Not to be confused with Joy Division (2006 film).
Joy Division
Directed by Grant Gee
Produced by Tom Astor
Tom Atencio
Jacqui Edenbrow
Written by Jon Savage
Starring Bernard Sumner
Peter Hook
Stephen Morris
Peter Saville
Tony Wilson
Music by Joy Division
Cinematography Grant Gee
Edited by Jerry Chater
Distributed by The Works (UK)
The Weinstein Company (US)
Running time
93 minutes
Country United Kingdom
Language English

Joy Division is a 2007 British documentary film on the British post-punk band Joy Division, directed by Grant Gee.

The film assembles TV clips, newsreel, pictures of modern Manchester and Manchester in the late 1970s, and interviews. The interviewees include the three surviving members of the group, Tony Wilson, Peter Saville, Pete Shelley (of Buzzcocks), Genesis Breyer P-Orridge (of Throbbing Gristle), Alan Hempsall (of Crispy Ambulance), Paul Morley, Terry Mason, Richard Boon, Anton Corbijn, and Belgian journalist Annik Honoré, with whom Ian Curtis was having an affair.[1]

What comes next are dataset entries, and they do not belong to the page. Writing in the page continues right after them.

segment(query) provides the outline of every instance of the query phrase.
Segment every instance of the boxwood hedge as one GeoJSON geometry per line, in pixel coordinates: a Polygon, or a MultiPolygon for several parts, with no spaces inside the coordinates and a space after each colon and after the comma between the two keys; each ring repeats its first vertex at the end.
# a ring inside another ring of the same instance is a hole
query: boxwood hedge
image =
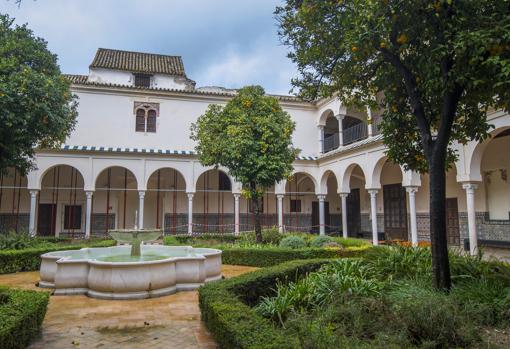
{"type": "Polygon", "coordinates": [[[353,247],[346,249],[302,248],[291,249],[281,247],[224,247],[217,246],[223,251],[223,264],[246,265],[251,267],[270,267],[280,263],[297,259],[356,257],[368,247],[353,247]]]}
{"type": "Polygon", "coordinates": [[[287,283],[318,270],[330,259],[297,260],[200,287],[202,320],[221,348],[297,348],[251,306],[274,293],[277,282],[287,283]]]}
{"type": "Polygon", "coordinates": [[[108,247],[115,244],[114,240],[103,240],[91,244],[62,244],[53,247],[43,246],[22,250],[0,250],[0,274],[38,270],[41,265],[41,255],[47,252],[78,250],[83,247],[108,247]]]}
{"type": "Polygon", "coordinates": [[[25,348],[41,328],[49,292],[0,288],[0,346],[25,348]]]}

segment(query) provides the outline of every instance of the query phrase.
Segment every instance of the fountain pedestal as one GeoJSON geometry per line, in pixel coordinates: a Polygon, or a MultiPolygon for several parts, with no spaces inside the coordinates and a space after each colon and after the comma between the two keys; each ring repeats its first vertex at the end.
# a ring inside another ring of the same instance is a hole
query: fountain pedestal
{"type": "Polygon", "coordinates": [[[140,257],[140,245],[143,242],[150,242],[159,239],[162,235],[161,230],[140,230],[140,229],[122,229],[110,230],[108,234],[122,244],[131,245],[131,257],[140,257]]]}

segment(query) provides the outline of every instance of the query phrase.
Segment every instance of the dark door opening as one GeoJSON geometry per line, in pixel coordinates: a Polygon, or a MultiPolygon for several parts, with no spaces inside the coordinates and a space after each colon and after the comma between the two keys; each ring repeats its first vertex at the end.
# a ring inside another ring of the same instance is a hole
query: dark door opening
{"type": "Polygon", "coordinates": [[[351,237],[363,237],[359,189],[351,189],[347,196],[347,233],[351,237]]]}
{"type": "MultiPolygon", "coordinates": [[[[329,231],[330,217],[329,217],[329,202],[324,201],[324,224],[326,225],[326,231],[329,231]]],[[[312,202],[312,232],[318,233],[320,230],[319,221],[319,202],[312,202]]]]}
{"type": "Polygon", "coordinates": [[[406,190],[402,184],[383,186],[384,233],[387,240],[408,240],[406,190]]]}
{"type": "Polygon", "coordinates": [[[446,199],[446,237],[448,245],[460,245],[459,208],[457,198],[446,199]]]}
{"type": "Polygon", "coordinates": [[[56,204],[39,204],[37,214],[37,235],[55,236],[55,225],[57,222],[56,204]]]}

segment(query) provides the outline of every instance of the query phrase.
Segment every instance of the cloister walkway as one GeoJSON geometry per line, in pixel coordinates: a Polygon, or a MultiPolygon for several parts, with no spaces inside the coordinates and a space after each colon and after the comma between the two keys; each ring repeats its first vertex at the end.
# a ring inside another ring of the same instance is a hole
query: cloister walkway
{"type": "MultiPolygon", "coordinates": [[[[256,269],[224,265],[223,275],[256,269]]],[[[39,272],[0,275],[0,285],[41,291],[38,280],[39,272]]],[[[200,321],[197,292],[189,291],[132,301],[52,296],[42,334],[29,348],[212,349],[216,343],[200,321]]]]}

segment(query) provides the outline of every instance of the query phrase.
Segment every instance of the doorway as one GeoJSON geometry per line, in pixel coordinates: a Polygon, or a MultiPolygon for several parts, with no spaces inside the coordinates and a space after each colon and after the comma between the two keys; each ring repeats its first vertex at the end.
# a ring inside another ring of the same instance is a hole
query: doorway
{"type": "MultiPolygon", "coordinates": [[[[329,202],[324,201],[324,224],[326,225],[326,231],[329,231],[330,217],[329,217],[329,202]]],[[[312,202],[312,232],[317,233],[320,230],[319,220],[319,202],[312,202]]]]}
{"type": "Polygon", "coordinates": [[[457,198],[446,199],[446,238],[448,245],[460,245],[459,207],[457,198]]]}
{"type": "Polygon", "coordinates": [[[387,240],[408,240],[406,190],[402,184],[383,186],[384,233],[387,240]]]}
{"type": "Polygon", "coordinates": [[[55,225],[57,221],[56,204],[39,204],[37,214],[37,235],[55,236],[55,225]]]}
{"type": "Polygon", "coordinates": [[[347,233],[351,237],[363,237],[359,188],[351,189],[347,196],[347,233]]]}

Film critic Philip French: "Someone says in the film that the revolutionary step they made was to progress from the usual punk group's angry statement: 'Fuck you.' Joy Division were the first to say: 'We're fucked.' There is a particularly impressive sequence in which dark, despairing tracks of urban alienation and angst from the 1979 album Unknown Pleasures are accompanied by a speeded-up nocturnal journey around Manchester. It has the hallucinatory sci-fi feeling of Jean-Luc Godard's Alphaville."[1] The person being quoted was Tony Wilson.